Entre la bruma de la noche y la delgada cortina de agua que me separa de los demás, alcanzo a ver a quienes me anteceden: chinos esmirriados, negros haitianos que vociferan cosas incomprensibles y ríen de un modo obsceno, mujeres en turbante y probablemente sin clítoris, cholos barrigones agringados, centroamericanos tullidos que huyeron de la barbarie, rusos con el pelo muy corto y aspecto de mañosos. Yo era una estrella de la televisión en mi país, una promesa política incluso; ahora soy uno más de los varados en este naufragio, un pobre hombrecillo que tiembla de frío y se esconde bajo un paraguas que ni siquiera es suyo. Algo tengo que haber hecho muy mal para terminar tan jodido. Trato de hablar con un hombre de ojos rasgados a mi lado pero me sonríe tímidamente y dice: No english, no english. Miro mi reloj: me esperan dos horas por lo menos. ¿Valdrá la pena todo esto? ¿Me darán la residencia? ¿Tendrá sentido quedarme en este país? ¿No estaba mejor en Lima con empleadas, lavanderas, choferes y jardineros? ¿Éste es el sueño americano del que tanto se habla? ¿Una cola de cien extraños mojados que a duras penas hablan inglés, miran al cielo pidiendo clemencia y se estremecen ateridos por el frío de la madrugada? Mi madre solía decirme que uno no nace para gozar, sino para sufrir, que no se viene al mundo para hacer lo que uno quiere, sino lo que debe. Ahora mismo pienso que tal vez tenía razón. Este matrimonio, esta cola de madrugada, el agua que se me mete en los pies, las miradas de otros forasteros que me recuerdan que soy sólo un número como ellos, todo esto es una humillación de la que no sé a quién culpar.

Sofía tiene la culpa de todo: ella me forzó a casarnos. Podría decir que mis padres tienen la culpa, porque ellos me enseñaron a ser infeliz. En realidad, soy yo quien tiene la culpa: soy un pobre y triste tontorrón. No seré menos tonto teniendo la residencia norteamericana, si es que me la dan, pero al menos seré un tonto con permiso a vivir en este país, cosa que, en el mejor de los casos, me convertirá en un tonto con suerte.

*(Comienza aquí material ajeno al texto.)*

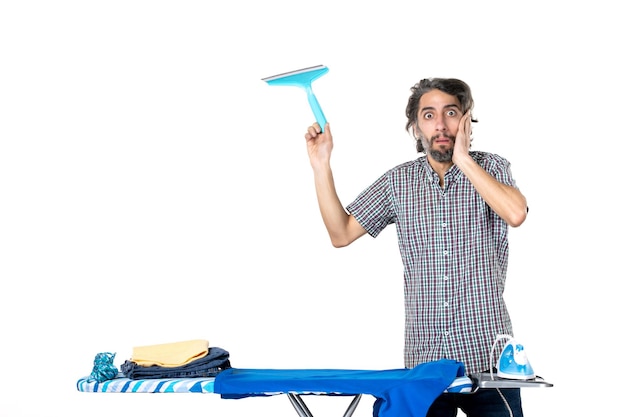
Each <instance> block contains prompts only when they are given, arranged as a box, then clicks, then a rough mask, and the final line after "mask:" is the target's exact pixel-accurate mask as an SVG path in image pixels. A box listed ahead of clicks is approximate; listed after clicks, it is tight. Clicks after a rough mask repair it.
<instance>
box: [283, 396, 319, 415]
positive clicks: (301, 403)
mask: <svg viewBox="0 0 626 417" xmlns="http://www.w3.org/2000/svg"><path fill="white" fill-rule="evenodd" d="M287 396H288V397H289V401H291V404H292V405H293V408H295V409H296V412H297V413H298V415H299V416H300V417H313V414H311V412H310V411H309V408H308V407H307V406H306V404H305V403H304V400H303V399H302V397H300V396H299V395H298V394H293V393H291V392H290V393H288V394H287Z"/></svg>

Han pasado sólo tres días. Estoy de regreso en las oficinas de Inmigración, ya no de madrugada, sino a media mañana, citado a las once en punto junto con mi esposa Sofía para probar, ante quien corresponda, seguramente un oficial odioso y con mal aliento, que el trámite que he iniciado no está basado en una mentira y que mi matrimonio es verdadero, una desconfianza o recelo comprensible, puesto que muchos inmigrantes se casan con ciudadanas norteamericanas con el único propósito de obtener el permiso de residencia, y yo, en honor a la verdad, soy en parte -pero sólo en parte- uno de ellos, porque me he casado con Sofía por estar embarazada y para no alejarme de nuestro bebé, y por eso me será muy útil el permiso de residencia, pero en ningún caso me hubiera casado sólo para conseguir el famoso green card, es decir, que la verdadera razón de aquella boda es el amor a mi bebé -y por extensión a su madre-, y no necesariamente a este país. En ningún caso me hubiese casado con Sofía si no estuviera embarazada y creo que ella lo sabe bien. Por eso acudimos a la cita con la conciencia tranquila, sin sentir que estamos actuando de un modo tramposo o fraudulento. Bajo ninguna circunstancia me hubiese casado con ella ni con nadie sólo para burlar la ley y obtener el permiso que he solicitado hace tres días y que ahora espero que me concedan sin más demora, dado que, mientras no me lo otorguen, no podemos viajar fuera del país. Sofía está tranquila, de buen humor.